Hardships of early human life favored the evolution of certain cognitive tools, among them the ability to infer the presence of organisms that might do harm, to come up with causal narratives for natural events and to recognize that other people have minds of their own with their own beliefs, desires and intentions. Psychologists call these tools, respectively, agent detection, causal reasoning and theory of mind.

Agent detection evolved because assuming the presence of an agent — which is jargon for any creature with volitional, independent behavior — is more adaptive than assuming its absence. If you are a caveman on the savannah, you are better off presuming that the motion you detect out of the corner of your eye is an agent and something to run from, even if you are wrong. If it turns out to have been just the rustling of leaves, you are still alive; if what you took to be leaves rustling was really a hyena about to pounce, you are dead.

A classic experiment from the 1940s by the psychologists Fritz Heider and Marianne Simmel suggested that imputing agency is so automatic that people may do it even for geometric shapes. For the experiment, subjects watched a film of triangles and circles moving around. When asked what they had been watching, the subjects used words like “chase” and “capture.” They did not just see the random movement of shapes on a screen; they saw pursuit, planning, escape.

So if there is motion just out of our line of sight, we presume it is caused by an agent, an animal or person with the ability to move independently. This usually operates in one direction only; lots of people mistake a rock for a bear, but almost no one mistakes a bear for a rock.

What does this mean for belief in the supernatural? It means our brains are primed for it, ready to presume the presence of agents even when such presence confounds logic. “The most central concepts in religions are related to agents,” Justin Barrett, a psychologist, wrote in his 2004 summary of the byproduct theory, “Why Would Anyone Believe in God?” Religious agents are often supernatural, he wrote, “people with superpowers, statues that can answer requests or disembodied minds that can act on us and the world.”

A second mental module that primes us for religion is causal reasoning.

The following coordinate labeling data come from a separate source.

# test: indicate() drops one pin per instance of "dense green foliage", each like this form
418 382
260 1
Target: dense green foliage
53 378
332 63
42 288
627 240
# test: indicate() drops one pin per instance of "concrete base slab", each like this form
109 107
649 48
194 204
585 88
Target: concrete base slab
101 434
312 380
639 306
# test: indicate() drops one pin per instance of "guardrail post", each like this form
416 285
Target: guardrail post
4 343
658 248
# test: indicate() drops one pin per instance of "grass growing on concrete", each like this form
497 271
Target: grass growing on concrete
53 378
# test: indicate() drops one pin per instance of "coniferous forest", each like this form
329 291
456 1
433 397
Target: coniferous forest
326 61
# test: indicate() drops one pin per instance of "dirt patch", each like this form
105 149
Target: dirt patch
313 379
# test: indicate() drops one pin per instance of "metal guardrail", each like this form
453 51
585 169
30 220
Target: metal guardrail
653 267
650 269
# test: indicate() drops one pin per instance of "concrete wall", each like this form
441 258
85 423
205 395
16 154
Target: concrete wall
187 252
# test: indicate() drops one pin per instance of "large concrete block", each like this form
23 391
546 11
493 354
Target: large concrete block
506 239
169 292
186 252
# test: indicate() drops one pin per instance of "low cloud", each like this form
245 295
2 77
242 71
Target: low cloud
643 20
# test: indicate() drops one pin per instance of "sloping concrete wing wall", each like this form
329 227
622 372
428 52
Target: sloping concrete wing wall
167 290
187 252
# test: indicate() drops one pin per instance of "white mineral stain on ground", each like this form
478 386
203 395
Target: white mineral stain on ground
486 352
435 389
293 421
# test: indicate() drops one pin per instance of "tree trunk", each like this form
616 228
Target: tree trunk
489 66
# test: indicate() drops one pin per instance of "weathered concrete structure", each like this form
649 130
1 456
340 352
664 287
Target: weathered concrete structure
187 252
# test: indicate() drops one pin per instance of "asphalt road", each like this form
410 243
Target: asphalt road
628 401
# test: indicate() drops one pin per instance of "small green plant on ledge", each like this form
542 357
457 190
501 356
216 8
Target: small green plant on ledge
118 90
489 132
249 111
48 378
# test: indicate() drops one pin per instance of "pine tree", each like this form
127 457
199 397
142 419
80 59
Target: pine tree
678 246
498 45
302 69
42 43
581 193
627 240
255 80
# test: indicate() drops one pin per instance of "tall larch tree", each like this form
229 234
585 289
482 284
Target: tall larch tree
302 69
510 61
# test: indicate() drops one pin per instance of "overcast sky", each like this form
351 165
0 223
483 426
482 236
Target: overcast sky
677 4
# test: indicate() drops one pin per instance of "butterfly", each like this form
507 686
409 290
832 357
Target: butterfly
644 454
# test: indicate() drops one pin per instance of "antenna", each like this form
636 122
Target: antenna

The human brain has evolved the capacity to impose a narrative, complete with chronology and cause-and-effect logic, on whatever it encounters, no matter how apparently random. “We automatically, and often unconsciously, look for an explanation of why things happen to us,” Barrett wrote, “and ‘stuff just happens’ is no explanation. Gods, by virtue of their strange physical properties and their mysterious superpowers, make fine candidates for causes of many of these unusual events.” The ancient Greeks believed thunder was the sound of Zeus’s thunderbolt. Similarly, a contemporary woman whose cancer treatment works despite 10-to-1 odds might look for a story to explain her survival. It fits better with her causal-reasoning tool for her recovery to be a miracle, or a reward for prayer, than for it to be just a lucky roll of the dice.

A third cognitive trick is a kind of social intuition known as theory of mind. It’s an odd phrase for something so automatic, since the word “theory” suggests formality and self-consciousness. Other terms have been used for the same concept, like intentional stance and social cognition. One good alternative is the term Atran uses: folkpsychology.

Folkpsychology, as Atran and his colleagues see it, is essential to getting along in the contemporary world, just as it has been since prehistoric times. It allows us to anticipate the actions of others and to lead others to believe what we want them to believe; it is at the heart of everything from marriage to office politics to poker. People without this trait, like those with severe autism, are impaired, unable to imagine themselves in other people’s heads.

The process begins with positing the existence of minds, our own and others’, that we cannot see or feel. This leaves us open, almost instinctively, to belief in the separation of the body (the visible) and the mind (the invisible). If you can posit minds in other people that you cannot verify empirically, suggests Paul Bloom, a psychologist and the author of “Descartes’ Baby,” published in 2004, it is a short step to positing minds that do not have to be anchored to a body. And from there, he said, it is another short step to positing an immaterial soul and a transcendent God.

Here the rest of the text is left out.